There is left, then, the bare assertion by Steele that his purpose in making the conveyance to Lannon was "so as to place the asset out of the reach of his creditors." Should Steele, under the circumstances of this case, be bound by that allegation to the extent of being barred from his day in court by summary judgment? We think not.

In Sponholtz v. Sponholtz, 190 So. 2d 572 (Fla. 1966), the Supreme Court said that "even if plaintiff's allegations standing alone might have estopped and barred him from denying intent to defraud his creditors, the denial thereof by defendant and the proofs negate the view plaintiff is bound by his admissions in this case." In Sponholtz, plaintiff alleged that the transfer in question had been made to "protect the assets of the business" against a judgment creditor. The Supreme Court pointed out that "there was no showing in the evidence the judgment creditor was in anywise delayed or frustrated in the settlement of his judgment." The court further explained that the proofs revealed the transaction by plaintiff was one normal in business operations rather than one having an intent to defraud the creditor.
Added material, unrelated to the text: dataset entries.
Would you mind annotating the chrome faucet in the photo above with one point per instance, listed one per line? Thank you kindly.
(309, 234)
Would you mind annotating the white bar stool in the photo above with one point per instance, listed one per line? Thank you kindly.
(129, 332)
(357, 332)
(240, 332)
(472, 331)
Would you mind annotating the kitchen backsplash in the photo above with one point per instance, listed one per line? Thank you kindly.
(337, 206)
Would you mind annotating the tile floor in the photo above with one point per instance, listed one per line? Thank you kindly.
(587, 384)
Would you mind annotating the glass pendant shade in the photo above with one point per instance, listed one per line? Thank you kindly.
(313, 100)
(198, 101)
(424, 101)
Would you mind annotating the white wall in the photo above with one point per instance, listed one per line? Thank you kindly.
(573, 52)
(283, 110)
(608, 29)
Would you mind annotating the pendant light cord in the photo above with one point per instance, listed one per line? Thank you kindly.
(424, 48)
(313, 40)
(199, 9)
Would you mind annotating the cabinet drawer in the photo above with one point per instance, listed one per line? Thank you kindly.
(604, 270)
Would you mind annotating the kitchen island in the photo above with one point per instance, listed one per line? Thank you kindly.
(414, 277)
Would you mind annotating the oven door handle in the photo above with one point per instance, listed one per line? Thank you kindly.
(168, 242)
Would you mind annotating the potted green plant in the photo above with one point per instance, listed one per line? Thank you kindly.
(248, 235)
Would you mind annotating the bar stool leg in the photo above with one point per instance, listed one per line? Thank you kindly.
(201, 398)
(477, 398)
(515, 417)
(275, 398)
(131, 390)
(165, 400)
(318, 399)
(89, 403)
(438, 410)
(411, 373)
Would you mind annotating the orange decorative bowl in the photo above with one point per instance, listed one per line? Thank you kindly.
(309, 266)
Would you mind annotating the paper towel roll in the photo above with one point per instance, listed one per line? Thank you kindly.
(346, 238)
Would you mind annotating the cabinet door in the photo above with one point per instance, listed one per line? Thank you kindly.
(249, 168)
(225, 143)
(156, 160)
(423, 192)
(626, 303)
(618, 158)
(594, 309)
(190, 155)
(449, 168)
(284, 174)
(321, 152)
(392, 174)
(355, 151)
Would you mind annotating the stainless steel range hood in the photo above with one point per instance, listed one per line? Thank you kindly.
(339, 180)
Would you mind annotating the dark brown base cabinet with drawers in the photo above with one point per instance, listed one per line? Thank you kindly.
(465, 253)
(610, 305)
As the Supreme Court noted in Sponholtz, the decision of Bay View Estates Corporation v. Southerland, 114 Fla. 635, 154 So. 894 (1934) succinctly states the point:

"Even if the debtor intends to deceive the public, if his act in transferring his property does not hinder or delay his creditors, no legal fraud exists ... To constitute a fraudulent conveyance, there must be a creditor to be defrauded, a debtor intending fraud, and a conveyance of property which is applicable by law to the payment of the debt due."

Steele may have been a debtor intending fraud, but there is nothing in this record which admits to a fraudulent transfer. His bad motive may not be in doubt, but whether there were any hindered creditors or indebtedness or other indicia of actual fraud, facts which Lannon might be able to prove at trial, a motive to defraud is not the equivalent of fraud.

We hold, therefore, that there were genuine issues of material fact which precluded the entry of summary judgment in favor of Lannon. At trial the defense of fraudulent *193 conveyance (when properly framed) will be at issue, as is the defense that the conveyance was a gift.

Reversed and remanded for further proceedings not inconsistent with this opinion.

SCHEB, Acting C.J., and RYDER, J., concur.

NOTES

[1] It is generally true that where an amended complaint (as opposed to an amendment to the complaint) is filed and does not refer to or in any way adopt the original complaint, the latter supersedes the former and the former ceases to be a part of the record. E.g., Dee v. Southern Brewing Co., 146 Fla. 588, 1 So. 2d 562 (1941).

[2] Fla.R.Civ.P. 1.110(d) requires that any matter constituting an avoidance or affirmative defense must be affirmatively set forth in pleading to a preceding pleading.